Les stratégistes de BNP Paribas estiment que l’Europe fait l’objet d’une réévaluation en tant que valeur refuge, l’euro étant de plus en plus traité comme un actif refuge mondial lors des épisodes de turbulences de marché. La banque met en avant des travaux de la Banque centrale européenne indiquant une demande plus forte pour les actifs libellés en euros, ainsi qu’une hausse du « convenience yield » sur les Bunds allemands, qui se répercute sur les conditions de financement plus larges de la zone euro.
Les stratégistes citent également la résilience industrielle de l’Europe, la solidité des services et l’élan de la technologie, ainsi qu’une amélioration du contexte politique et géopolitique. Ils ajoutent que le « convenience yield » sur les Bunds allemands a été multiplié par trois, passant de 30 pdb à 90 sur la période 2023–25, et soutiennent que, puisque les autres obligations souveraines et privées en euros sont pricées par rapport aux Bunds, ce mouvement améliore les conditions de financement dans l’ensemble de la zone euro.
Statut de valeur refuge de l’euro et positionnement de marché
Dans le contexte des récents soubresauts des marchés mondiaux, nous voyons l’Europe s’imposer comme un havre de stabilité, faisant de l’euro un actif de plus en plus attractif. La devise se comporte davantage comme une valeur refuge qu’auparavant, rompant avec sa tendance historique à baisser lors des phases de « risk-off ». Ce changement structurel suggère de revoir notre positionnement de portefeuille pour les semaines à venir.
Nous pensons que les traders devraient envisager d’acheter des options d’achat (calls) sur l’EUR/USD, en ciblant des échéances fin juillet et en août. Les tensions géopolitiques récentes en Asie ont entraîné des flux de capitaux vers les actifs européens, et pas seulement vers les Treasuries américains comme on l’attendrait traditionnellement. Les données de la première semaine de juin 2026 le confirment, avec une accélération des souscriptions sur les fonds libellés en euros, tandis que les fonds actions américains ont enregistré de légères sorties.
Contexte macroéconomique et fondamentaux de la zone euro
Le contexte économique étaye cette lecture, le dernier PMI composite S&P Global de la zone euro pour mai s’étant maintenu à un niveau robuste de 53,5, porté par les services. À l’inverse, les données américaines récentes ont été plus faibles, avec une légère hausse des demandes d’allocations chômage et un repli de la confiance des consommateurs. Cette divergence des fondamentaux renforce l’argument en faveur d’une vigueur relative de l’euro.

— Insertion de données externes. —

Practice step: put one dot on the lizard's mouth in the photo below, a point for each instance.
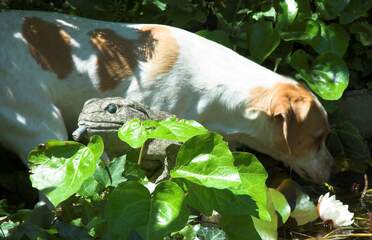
(86, 127)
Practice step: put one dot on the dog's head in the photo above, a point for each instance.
(291, 125)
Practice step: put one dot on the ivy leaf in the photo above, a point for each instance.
(262, 40)
(332, 38)
(327, 76)
(302, 29)
(253, 176)
(116, 169)
(304, 209)
(226, 203)
(288, 10)
(127, 207)
(136, 132)
(249, 227)
(167, 213)
(61, 167)
(130, 209)
(354, 145)
(280, 204)
(354, 10)
(330, 9)
(206, 160)
(363, 32)
(239, 227)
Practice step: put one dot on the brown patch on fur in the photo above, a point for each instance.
(302, 118)
(165, 52)
(294, 110)
(49, 45)
(118, 56)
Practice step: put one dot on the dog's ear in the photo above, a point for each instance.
(292, 109)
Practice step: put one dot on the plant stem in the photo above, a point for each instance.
(141, 154)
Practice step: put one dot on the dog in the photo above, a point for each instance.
(51, 63)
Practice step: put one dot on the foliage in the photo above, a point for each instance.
(92, 199)
(325, 43)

Par ailleurs, les différentiels de taux évoluent au bénéfice de l’euro. Alors que la Réserve fédérale laisse entrevoir un possible pivot accommodant plus tard cette année, la Banque centrale européenne a conservé une ligne stable, en invoquant une inflation sous-jacente maîtrisée. Cette divergence de politique monétaire réduit l’écart de rendement, rendant moins attractif le portage en dollars par rapport à l’euro.

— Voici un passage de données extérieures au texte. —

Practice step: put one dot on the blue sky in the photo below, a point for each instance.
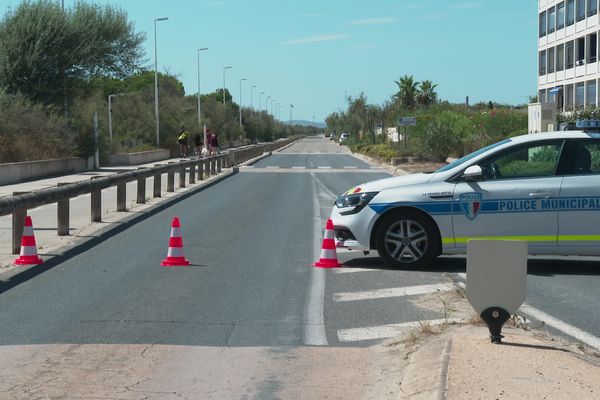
(313, 53)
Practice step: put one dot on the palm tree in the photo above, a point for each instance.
(427, 95)
(407, 91)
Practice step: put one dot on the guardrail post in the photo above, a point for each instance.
(201, 170)
(192, 176)
(182, 176)
(141, 193)
(18, 223)
(96, 204)
(62, 214)
(122, 197)
(171, 179)
(157, 183)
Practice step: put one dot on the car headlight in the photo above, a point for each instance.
(354, 202)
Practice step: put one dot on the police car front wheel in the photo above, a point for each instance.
(406, 239)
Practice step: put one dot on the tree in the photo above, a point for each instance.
(44, 51)
(427, 95)
(407, 92)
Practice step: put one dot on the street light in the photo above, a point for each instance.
(260, 101)
(199, 111)
(241, 80)
(110, 96)
(156, 83)
(224, 69)
(251, 104)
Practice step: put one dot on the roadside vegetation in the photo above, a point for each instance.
(57, 69)
(443, 129)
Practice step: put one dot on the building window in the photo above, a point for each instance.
(551, 20)
(569, 96)
(592, 48)
(570, 12)
(560, 57)
(580, 53)
(543, 24)
(579, 94)
(590, 93)
(560, 16)
(542, 62)
(570, 56)
(592, 7)
(580, 10)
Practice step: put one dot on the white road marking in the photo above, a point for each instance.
(567, 329)
(347, 270)
(392, 292)
(386, 331)
(314, 319)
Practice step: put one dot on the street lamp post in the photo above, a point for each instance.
(199, 110)
(241, 80)
(251, 103)
(110, 96)
(156, 83)
(224, 69)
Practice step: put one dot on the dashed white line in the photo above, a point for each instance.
(392, 292)
(386, 331)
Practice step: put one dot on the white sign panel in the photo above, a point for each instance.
(407, 121)
(496, 274)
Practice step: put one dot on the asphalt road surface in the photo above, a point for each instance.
(250, 301)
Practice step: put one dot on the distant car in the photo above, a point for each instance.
(343, 138)
(542, 188)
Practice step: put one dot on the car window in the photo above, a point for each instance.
(532, 160)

Nous observons également que la prime des Bunds allemands par rapport aux autres dettes souveraines est restée élevée, reflétant leur forte demande en tant qu’actif refuge. L’écart entre les Bunds allemands à 10 ans et les Treasuries américains s’est resserré de plus de 15 points de base sur le seul dernier mois. Cette solidité sous-jacente du marché de la dette cœur en Europe fournit un socle robuste à l’ensemble de la zone euro.

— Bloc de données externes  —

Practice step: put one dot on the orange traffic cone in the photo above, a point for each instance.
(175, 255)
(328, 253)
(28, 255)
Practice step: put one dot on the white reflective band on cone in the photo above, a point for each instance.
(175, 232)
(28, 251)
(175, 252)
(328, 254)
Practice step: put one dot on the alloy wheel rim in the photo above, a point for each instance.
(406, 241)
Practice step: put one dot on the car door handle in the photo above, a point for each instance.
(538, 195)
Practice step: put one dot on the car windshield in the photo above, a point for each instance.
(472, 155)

La situation diffère sensiblement de la crise énergétique de 2022, lorsque l’euro s’était nettement affaibli. L’accélération de la transition verte en Europe et la diversification des sources d’énergie ont accru la résilience industrielle, rendant la région moins vulnérable aux chocs externes. Nous devrions donc anticiper un renforcement de l’euro lors des phases de stress de marché, plutôt qu’un affaiblissement.